Biotage has a financial debt concerning additional purchase sums in connection with acquired operations which has been measured as fair value allocated to the result. The additional purchase sums, relating to the acquisition of MIP Technologies AB, are based on the distribution of gross profit applying to certain areas and may be paid until the end of 2015. The agreement with the sellers does not stipulate a maximum sum, as there is considerable uncertainty about the future outcome. Calculations of fair value are based on level 3 in the fair value hierarchy, which means that fair value has been established according to a valuation model where essential inputs are based on unobservable data. The measurement has been made based on expected future cash flows.

Financial debt measured at fair value 2013-12-31 2012-12-31
Additional purchase sum, long-term part 19,194 22,642
Additional purchase sum, short-term part 3,217 1,382
Total 22,411 24,024
The change in financial debt in 2013 is presented below:
Opening value January 1, 2013 24,024
Profit/loss reported as result 0
Adjusted during the year -1,614
Value carried forward December 31, 2013 22,411

Other financial assets and financial debts are measured according to accrued acquisition value and the value reported for these is considered to be a good approximation of fair value.

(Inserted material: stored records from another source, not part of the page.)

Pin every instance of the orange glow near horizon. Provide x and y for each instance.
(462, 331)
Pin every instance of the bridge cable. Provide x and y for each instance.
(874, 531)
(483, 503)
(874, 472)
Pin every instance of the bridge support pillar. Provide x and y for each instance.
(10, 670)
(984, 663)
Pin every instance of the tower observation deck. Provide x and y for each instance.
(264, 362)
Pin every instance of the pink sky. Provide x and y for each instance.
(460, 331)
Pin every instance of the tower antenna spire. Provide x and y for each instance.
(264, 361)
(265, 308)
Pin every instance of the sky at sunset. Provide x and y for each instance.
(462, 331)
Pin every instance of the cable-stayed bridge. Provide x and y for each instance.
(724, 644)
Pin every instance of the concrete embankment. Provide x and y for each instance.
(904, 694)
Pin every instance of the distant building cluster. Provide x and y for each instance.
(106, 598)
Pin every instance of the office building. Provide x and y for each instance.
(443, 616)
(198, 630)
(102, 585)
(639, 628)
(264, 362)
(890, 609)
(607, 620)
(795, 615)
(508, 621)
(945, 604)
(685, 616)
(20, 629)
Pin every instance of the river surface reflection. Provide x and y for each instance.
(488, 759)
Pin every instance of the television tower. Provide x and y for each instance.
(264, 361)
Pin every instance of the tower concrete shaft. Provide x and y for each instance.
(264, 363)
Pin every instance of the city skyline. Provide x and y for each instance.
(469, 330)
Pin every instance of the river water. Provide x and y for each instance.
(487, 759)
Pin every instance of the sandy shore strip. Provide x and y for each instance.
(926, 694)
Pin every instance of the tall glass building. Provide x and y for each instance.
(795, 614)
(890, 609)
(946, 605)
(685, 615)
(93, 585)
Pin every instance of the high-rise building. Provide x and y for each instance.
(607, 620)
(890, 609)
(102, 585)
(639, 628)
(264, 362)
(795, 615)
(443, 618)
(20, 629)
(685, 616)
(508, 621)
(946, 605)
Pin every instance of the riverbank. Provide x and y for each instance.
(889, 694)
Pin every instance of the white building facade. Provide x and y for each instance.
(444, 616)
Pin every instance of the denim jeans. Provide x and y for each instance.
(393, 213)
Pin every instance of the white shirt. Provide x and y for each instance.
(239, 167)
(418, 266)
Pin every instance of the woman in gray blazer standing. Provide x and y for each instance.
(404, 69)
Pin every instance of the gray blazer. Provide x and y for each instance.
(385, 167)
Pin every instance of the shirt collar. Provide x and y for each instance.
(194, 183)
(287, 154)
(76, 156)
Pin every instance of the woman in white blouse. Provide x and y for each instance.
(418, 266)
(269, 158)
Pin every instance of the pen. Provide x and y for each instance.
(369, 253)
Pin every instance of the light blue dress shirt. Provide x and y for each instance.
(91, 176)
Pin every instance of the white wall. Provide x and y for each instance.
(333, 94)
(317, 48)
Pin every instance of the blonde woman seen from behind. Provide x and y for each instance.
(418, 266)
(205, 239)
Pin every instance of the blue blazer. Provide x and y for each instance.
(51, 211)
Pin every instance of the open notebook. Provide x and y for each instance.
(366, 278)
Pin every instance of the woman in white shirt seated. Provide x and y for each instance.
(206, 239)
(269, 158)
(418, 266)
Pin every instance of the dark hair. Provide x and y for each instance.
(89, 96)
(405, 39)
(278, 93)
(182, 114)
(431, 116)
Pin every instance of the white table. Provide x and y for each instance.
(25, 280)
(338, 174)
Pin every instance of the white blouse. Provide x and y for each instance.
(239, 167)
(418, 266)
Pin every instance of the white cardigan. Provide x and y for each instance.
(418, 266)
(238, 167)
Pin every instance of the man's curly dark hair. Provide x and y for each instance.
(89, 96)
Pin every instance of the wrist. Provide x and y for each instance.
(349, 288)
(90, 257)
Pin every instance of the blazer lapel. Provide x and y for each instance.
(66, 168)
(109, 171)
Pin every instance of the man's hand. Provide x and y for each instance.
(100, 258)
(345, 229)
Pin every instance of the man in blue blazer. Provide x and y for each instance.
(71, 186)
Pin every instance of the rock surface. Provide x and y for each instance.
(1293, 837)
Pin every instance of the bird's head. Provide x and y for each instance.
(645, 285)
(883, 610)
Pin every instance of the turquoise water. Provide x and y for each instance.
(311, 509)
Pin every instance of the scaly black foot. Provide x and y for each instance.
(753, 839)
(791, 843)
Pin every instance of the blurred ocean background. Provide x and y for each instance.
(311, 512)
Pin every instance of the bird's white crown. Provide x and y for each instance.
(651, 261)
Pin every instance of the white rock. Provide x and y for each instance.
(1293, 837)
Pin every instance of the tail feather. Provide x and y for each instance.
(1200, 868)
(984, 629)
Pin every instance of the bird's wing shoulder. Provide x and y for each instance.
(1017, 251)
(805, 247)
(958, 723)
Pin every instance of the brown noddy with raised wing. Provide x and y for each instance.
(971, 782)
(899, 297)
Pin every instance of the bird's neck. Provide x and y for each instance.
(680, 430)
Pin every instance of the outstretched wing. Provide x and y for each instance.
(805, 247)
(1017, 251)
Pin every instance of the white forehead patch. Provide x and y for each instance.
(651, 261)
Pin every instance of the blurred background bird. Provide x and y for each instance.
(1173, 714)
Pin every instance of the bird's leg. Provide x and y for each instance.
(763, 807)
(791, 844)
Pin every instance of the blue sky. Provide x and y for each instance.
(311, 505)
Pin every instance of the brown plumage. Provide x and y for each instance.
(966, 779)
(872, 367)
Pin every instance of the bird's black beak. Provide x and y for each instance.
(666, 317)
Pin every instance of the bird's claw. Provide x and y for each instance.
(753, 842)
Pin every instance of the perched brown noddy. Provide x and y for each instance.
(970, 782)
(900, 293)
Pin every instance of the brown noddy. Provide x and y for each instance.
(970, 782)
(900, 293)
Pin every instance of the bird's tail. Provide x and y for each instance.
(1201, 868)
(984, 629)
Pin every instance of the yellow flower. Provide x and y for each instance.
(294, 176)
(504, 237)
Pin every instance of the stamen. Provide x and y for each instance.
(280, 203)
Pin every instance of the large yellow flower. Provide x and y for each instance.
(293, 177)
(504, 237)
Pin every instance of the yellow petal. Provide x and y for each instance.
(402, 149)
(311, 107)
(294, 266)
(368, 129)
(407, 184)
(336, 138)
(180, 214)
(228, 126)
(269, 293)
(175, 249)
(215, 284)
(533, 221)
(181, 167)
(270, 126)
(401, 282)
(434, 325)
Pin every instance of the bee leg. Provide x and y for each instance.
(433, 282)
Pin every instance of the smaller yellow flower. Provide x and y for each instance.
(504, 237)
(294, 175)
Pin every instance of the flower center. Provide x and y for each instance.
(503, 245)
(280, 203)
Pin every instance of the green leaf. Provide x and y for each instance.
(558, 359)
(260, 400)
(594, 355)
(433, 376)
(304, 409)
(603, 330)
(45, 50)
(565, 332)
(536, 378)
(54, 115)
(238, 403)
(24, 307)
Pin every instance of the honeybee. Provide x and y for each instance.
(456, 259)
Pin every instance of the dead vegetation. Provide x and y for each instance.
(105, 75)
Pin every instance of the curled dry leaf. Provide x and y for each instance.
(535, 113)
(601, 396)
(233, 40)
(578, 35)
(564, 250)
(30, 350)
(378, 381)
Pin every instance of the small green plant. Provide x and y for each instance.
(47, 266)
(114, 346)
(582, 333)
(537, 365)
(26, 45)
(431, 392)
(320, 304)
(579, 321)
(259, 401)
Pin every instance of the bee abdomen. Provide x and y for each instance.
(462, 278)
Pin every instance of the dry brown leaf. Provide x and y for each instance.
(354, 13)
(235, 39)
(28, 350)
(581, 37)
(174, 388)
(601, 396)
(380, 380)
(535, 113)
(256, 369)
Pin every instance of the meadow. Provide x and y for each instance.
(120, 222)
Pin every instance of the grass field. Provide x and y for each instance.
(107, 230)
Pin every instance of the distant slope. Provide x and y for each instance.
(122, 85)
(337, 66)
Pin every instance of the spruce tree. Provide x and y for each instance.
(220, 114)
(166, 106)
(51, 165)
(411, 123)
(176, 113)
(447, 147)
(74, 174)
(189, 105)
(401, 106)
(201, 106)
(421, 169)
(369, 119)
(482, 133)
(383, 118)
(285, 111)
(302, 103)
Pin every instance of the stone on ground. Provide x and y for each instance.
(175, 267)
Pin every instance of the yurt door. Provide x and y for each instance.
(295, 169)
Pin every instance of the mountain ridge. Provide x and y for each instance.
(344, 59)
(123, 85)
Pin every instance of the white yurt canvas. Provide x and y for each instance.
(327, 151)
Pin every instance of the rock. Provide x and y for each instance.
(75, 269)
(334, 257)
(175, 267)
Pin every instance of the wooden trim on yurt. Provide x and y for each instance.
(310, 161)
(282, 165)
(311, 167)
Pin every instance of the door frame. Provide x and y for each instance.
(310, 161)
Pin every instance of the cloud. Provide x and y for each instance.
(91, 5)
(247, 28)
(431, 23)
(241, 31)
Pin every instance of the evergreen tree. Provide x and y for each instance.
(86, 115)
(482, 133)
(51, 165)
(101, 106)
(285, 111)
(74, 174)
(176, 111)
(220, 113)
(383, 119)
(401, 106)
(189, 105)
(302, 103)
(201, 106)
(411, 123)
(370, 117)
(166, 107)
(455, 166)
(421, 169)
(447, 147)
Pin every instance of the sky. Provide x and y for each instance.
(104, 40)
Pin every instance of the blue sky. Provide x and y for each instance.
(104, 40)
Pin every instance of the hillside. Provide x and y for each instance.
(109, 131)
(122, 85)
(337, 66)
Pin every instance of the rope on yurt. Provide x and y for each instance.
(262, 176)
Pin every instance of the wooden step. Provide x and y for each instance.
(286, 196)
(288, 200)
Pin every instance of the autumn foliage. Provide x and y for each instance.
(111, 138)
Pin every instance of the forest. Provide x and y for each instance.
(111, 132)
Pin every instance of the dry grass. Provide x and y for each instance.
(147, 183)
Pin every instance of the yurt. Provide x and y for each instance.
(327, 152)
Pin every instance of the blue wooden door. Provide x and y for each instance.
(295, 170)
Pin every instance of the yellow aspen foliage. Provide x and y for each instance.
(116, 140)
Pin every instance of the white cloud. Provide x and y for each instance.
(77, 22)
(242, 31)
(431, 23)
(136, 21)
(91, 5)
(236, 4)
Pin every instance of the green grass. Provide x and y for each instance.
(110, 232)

In the preparation of the Group's and the parent company's interim reports, the same accounting principles and calculation methods were in all other respects applied as in the preparation of Biotage's Annual Report for 2012. These are described on pp. 34-43 in the Annual Report. Readers wishing to study the accounting principles presented in the 2012 Annual Report can download this report from Biotage AB's website www.biotage.com or order it from Biotage AB, Box 8, SE-751 03 Uppsala, Sweden, or [email protected].